A Vulnerable, Relatable Self-Acceptance Chronicle

Today I want to shift away from my own thoughts on self-acceptance and focus on someone else’s—those of artist and writer Tori Press in her book I Am Definitely, Probably Enough (I Think): Revelations on the Journey to Self-Love, which came out in 2020. You might know Press from her inspiring Instagram posts (at @revelatori) sharing her experiences with mental health.

Press’s book, while less than 200 pages long, packs in an intriguing and relatable chronicle, as she becomes aware that the belittlement and perfectionism she heaps on herself is not her real voice or her real self. This leads her towards therapy, which allows her to discover how to accept all aspects of her being.

Indeed, the relevancy this book has with things so many of us have been through with mental health and behavior is what struck me the most of Press’s writing and drawings.

Along the way on every page are illustrations that employ clever metaphors to get Press’s points across well. I’ve never seen as apt a comparison as Press makes when she depicts common struggles like relationships, daily tasks, and self-care as jagged rocks her drawn character is left wondering how to handle. Later on, Press draws a literal pool of standing water invading her therapy room after a session in which she opens the figurative floodgates of her emotions.

Relatability is an amazing asset for a book like this to have because if there’s one thing about discussing mental health topics that concerns me, it’s how to present them in ways that are accessible to our everyday lives. “Unconditional self-acceptance,” while a useful concept, is a mouthful of jargon that doesn’t stir a gut reaction. It’s a lot of fancy syllables strung together.

Since this book is grounded in self-acceptance, it doesn’t pretend that navigating mental health challenges are easy. This lack of sugarcoating is another aspect of Press’s book I appreciate. It is rooted in reality. Press’s vulnerability is admirable. She mentions that therapy didn’t “fix” her, as though there was anything wrong or broken at core with her. Press touches upon how accepting ourselves means allowing hard experiences, the valleys in life, and how to learn from them.
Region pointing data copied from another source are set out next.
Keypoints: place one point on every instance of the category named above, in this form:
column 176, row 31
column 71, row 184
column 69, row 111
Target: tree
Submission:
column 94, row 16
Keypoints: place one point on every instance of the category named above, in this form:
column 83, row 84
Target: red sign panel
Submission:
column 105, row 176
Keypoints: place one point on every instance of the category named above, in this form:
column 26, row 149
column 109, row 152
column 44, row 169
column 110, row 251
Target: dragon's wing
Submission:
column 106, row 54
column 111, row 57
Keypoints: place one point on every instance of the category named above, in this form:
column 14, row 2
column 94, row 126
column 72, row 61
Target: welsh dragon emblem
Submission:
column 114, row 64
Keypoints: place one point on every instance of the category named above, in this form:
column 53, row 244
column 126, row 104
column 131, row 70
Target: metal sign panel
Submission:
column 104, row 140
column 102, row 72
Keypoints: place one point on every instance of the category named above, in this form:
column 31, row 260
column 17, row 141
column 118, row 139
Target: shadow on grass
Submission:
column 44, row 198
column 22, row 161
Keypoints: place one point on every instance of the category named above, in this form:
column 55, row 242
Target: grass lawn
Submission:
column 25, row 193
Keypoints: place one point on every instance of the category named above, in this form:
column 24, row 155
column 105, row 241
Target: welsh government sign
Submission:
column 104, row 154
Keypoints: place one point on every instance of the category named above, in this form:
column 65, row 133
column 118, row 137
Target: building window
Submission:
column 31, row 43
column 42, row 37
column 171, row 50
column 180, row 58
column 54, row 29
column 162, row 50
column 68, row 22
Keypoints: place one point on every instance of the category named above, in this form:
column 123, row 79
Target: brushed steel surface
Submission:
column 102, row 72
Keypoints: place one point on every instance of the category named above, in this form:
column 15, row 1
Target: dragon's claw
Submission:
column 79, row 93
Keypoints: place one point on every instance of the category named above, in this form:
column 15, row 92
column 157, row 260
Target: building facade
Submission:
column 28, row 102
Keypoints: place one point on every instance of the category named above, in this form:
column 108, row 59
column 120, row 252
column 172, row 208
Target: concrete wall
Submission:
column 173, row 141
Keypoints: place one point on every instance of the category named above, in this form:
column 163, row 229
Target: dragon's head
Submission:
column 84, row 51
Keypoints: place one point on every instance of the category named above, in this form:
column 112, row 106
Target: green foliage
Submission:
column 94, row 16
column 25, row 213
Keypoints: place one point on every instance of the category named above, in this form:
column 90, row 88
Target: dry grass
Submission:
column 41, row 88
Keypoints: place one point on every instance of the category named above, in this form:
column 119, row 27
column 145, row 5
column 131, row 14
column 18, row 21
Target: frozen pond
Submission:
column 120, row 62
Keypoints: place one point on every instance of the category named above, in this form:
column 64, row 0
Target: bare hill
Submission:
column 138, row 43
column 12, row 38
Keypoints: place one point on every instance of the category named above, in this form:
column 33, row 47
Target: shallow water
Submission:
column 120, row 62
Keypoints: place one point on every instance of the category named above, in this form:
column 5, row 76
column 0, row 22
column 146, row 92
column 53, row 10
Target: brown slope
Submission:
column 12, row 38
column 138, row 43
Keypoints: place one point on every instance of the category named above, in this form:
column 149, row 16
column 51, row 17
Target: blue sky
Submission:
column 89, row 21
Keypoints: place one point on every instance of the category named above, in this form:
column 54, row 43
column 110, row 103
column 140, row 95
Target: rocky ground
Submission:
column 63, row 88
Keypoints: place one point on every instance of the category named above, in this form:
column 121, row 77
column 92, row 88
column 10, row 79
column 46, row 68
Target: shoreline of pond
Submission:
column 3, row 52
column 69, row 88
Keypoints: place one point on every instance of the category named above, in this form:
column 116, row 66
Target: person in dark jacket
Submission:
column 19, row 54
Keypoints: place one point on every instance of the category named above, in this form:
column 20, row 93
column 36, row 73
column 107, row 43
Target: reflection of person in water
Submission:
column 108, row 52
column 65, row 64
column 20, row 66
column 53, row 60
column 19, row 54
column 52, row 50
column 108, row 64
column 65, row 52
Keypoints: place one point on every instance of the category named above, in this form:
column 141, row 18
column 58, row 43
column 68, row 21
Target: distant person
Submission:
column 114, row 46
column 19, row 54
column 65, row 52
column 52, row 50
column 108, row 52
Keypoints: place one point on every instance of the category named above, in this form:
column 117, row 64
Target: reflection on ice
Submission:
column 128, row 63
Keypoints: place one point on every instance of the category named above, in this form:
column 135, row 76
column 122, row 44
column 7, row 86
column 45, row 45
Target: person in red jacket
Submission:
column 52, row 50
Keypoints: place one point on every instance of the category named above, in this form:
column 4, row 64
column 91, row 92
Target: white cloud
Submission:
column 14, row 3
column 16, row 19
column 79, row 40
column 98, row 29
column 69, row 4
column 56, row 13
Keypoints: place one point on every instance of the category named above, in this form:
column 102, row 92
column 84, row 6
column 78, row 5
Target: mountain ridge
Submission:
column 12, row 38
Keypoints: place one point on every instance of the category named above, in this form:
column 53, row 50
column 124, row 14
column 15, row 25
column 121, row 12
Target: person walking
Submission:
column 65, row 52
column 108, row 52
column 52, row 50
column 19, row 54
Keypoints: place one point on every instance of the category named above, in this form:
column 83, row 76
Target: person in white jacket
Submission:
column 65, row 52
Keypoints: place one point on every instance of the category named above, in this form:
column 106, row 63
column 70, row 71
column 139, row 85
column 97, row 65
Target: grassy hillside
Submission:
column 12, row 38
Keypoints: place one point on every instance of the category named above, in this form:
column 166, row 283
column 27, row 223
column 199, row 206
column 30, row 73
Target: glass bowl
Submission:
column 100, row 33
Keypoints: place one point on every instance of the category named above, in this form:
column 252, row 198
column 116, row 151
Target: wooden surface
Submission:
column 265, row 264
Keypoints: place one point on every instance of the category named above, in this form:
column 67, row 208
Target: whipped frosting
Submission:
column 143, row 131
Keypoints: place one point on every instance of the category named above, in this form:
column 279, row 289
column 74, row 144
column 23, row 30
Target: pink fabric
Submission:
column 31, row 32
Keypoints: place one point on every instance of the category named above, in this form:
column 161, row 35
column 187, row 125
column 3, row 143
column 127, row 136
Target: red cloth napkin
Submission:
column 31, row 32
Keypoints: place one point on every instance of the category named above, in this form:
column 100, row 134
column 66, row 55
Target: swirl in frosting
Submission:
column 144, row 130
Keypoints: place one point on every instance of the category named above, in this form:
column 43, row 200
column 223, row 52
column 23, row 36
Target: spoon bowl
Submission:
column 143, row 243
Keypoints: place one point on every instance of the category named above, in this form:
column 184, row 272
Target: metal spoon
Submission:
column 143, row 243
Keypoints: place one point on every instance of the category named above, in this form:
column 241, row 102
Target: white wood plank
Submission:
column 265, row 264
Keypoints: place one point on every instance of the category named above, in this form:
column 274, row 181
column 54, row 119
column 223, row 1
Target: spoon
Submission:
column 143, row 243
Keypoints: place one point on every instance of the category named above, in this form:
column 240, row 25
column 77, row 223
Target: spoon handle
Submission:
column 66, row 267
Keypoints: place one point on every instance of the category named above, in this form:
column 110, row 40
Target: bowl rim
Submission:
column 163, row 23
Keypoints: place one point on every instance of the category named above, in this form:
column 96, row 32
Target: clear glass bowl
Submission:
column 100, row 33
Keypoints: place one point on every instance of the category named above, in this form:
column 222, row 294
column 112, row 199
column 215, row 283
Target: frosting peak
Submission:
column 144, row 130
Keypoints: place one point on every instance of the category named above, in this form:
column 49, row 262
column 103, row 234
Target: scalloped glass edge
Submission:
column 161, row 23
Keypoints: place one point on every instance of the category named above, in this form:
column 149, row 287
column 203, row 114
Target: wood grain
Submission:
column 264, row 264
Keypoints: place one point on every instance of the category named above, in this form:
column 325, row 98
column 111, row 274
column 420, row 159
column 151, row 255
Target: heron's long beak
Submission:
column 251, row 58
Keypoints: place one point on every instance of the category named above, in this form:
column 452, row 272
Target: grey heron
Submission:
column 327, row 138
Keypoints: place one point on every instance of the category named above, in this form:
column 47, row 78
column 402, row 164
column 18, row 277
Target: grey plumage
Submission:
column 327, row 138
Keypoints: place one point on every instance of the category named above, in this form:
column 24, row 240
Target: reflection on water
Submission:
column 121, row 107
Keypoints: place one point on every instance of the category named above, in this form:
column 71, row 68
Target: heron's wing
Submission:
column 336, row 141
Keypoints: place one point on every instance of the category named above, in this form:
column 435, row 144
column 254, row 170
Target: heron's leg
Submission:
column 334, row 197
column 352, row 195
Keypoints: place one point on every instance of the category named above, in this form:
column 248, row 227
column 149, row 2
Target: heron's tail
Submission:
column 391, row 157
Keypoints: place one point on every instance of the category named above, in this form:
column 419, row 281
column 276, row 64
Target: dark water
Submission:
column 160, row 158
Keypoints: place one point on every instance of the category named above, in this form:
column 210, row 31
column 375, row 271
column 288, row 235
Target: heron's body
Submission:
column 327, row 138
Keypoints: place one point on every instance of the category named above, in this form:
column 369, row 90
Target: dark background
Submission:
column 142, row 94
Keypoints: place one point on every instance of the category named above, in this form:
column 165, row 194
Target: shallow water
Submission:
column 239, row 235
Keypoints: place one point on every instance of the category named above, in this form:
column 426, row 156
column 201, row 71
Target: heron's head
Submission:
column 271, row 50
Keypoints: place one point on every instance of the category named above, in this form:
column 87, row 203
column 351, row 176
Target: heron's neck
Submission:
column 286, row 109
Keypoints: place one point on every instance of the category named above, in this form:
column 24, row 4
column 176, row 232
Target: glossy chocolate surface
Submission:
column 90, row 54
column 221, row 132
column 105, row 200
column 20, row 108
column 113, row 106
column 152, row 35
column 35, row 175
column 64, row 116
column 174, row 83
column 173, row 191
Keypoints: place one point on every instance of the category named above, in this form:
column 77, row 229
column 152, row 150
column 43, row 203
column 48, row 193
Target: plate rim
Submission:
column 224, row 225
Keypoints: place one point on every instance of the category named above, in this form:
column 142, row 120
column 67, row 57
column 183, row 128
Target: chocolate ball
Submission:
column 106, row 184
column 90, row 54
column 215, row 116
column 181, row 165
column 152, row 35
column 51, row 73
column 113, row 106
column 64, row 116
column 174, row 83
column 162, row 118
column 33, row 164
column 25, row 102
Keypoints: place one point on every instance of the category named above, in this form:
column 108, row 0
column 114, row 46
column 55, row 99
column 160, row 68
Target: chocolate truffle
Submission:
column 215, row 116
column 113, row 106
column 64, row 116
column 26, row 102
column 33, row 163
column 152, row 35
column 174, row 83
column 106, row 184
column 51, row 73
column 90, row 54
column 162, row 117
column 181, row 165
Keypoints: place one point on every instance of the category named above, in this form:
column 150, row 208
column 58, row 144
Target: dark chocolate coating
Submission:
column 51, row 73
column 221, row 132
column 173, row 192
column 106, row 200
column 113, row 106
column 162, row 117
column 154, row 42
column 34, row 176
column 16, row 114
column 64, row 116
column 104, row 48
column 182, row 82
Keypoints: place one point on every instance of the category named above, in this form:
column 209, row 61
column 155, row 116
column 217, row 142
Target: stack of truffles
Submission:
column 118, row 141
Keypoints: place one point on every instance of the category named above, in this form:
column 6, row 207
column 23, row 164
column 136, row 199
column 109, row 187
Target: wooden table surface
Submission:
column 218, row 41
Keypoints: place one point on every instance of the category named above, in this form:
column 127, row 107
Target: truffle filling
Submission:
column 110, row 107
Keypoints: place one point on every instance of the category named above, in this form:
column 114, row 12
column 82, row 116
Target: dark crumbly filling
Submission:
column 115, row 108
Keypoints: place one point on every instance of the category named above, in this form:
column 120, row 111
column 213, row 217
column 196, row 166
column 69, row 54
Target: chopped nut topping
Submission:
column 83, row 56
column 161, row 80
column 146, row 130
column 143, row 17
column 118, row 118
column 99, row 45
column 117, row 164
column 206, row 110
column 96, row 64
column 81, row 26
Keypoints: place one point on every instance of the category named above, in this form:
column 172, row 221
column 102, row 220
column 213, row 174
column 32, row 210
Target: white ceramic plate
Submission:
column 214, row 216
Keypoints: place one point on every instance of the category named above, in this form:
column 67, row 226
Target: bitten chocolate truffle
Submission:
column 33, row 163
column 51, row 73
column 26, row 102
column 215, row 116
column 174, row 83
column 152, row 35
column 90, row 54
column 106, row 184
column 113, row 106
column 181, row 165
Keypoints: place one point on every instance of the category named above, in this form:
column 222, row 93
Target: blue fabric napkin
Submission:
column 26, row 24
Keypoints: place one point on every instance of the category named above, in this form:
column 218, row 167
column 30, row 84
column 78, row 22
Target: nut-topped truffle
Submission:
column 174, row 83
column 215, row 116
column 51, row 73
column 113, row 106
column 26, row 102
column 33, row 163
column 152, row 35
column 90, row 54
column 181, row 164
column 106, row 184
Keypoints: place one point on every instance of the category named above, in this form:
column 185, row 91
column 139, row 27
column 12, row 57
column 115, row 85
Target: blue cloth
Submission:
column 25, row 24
This book doesn’t conclude with its author somehow being happy all the time, after all. Progress, Press realizes, is almost never linear, but even the zigzags one experiences when battling depression or a lack of self-acceptance is something to appreciate.

Overall, I can’t salute Praise enough for making a topic like self-acceptance as accessible as possible to her readers. Even if you are aware of and knowledgeable about these concepts, this book is still a valuable read because of the elegance of Press’s ideas and the emotional chord struck by empathizing with her journey.